For instance, Aristotle uses symbols for blank nodes, where:

Symbol Represents
the symbol _ unique blank node
symbols starting with _ named blank node
other symbols IRI of the form <urn:clojure:namespace/name>.

Donatello can be extended to this by implementing serialize for the Symbol class:

(extend-protocol Serializable
  Symbol
  (serialize
    [s]
    (cond
      (= s '_) (str "_:" (gensym))
      (= \_ (first (name s))) (str "_:" (subs (name s) 1))
      :default (str "<urn:clojure:" (namespace s) \/ (name s) \>))))

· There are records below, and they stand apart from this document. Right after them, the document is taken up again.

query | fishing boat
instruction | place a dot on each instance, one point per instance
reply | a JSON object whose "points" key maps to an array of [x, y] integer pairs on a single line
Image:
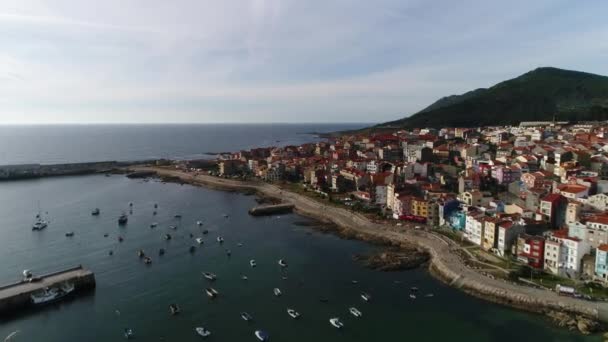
{"points": [[49, 295], [202, 331], [247, 317], [335, 321], [211, 292], [129, 333], [209, 276], [293, 313], [262, 335], [355, 312], [174, 309]]}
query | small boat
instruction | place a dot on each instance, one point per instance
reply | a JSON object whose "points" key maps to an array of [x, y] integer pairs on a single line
{"points": [[202, 331], [211, 292], [262, 335], [335, 321], [355, 312], [293, 313], [210, 276], [174, 309]]}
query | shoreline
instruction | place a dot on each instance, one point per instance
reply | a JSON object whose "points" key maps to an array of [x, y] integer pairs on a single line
{"points": [[444, 264]]}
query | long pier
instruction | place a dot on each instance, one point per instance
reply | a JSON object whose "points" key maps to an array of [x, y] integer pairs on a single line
{"points": [[16, 296]]}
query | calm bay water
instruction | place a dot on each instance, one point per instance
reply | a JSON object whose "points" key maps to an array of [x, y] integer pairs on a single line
{"points": [[51, 144], [320, 265]]}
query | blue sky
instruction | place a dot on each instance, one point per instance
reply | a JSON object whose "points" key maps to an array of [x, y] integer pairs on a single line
{"points": [[74, 61]]}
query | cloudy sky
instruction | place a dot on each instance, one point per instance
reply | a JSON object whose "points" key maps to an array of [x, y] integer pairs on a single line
{"points": [[154, 61]]}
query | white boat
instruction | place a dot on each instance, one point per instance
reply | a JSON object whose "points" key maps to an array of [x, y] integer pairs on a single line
{"points": [[202, 331], [293, 313], [128, 333], [211, 292], [48, 295], [209, 276], [355, 312], [335, 321], [261, 335]]}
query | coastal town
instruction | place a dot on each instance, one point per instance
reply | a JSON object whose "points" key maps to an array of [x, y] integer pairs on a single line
{"points": [[528, 201]]}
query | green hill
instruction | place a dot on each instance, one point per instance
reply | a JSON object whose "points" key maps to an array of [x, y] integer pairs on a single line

If using Clojure, then be sure to import the Symbol class from clojure.lang, or fully qualify the class as clojure.lang.Symbol in the extend-protocol definition. For instance, the following could be added to the ns declaration at the top of the file:

(:import [clojure.lang Symbol])

ClojureScript does not need to explicitly import Symbol as it is already available.

Neptune Flag

Neptune has an issue with it's Turtle parser where it won't parse a boolean that appears immediately before a statement-terminating dot (.) character. Set the *neptune* flag to true to add an extra space after booleans.

For example:

(binding [donatello.ttl/*neptune* true]
  (write-triple! :ex/subject :ex/predicate true))

License

Copyright © 2023 Paula Gearon

Distributed under the Eclipse Public License version 2.0.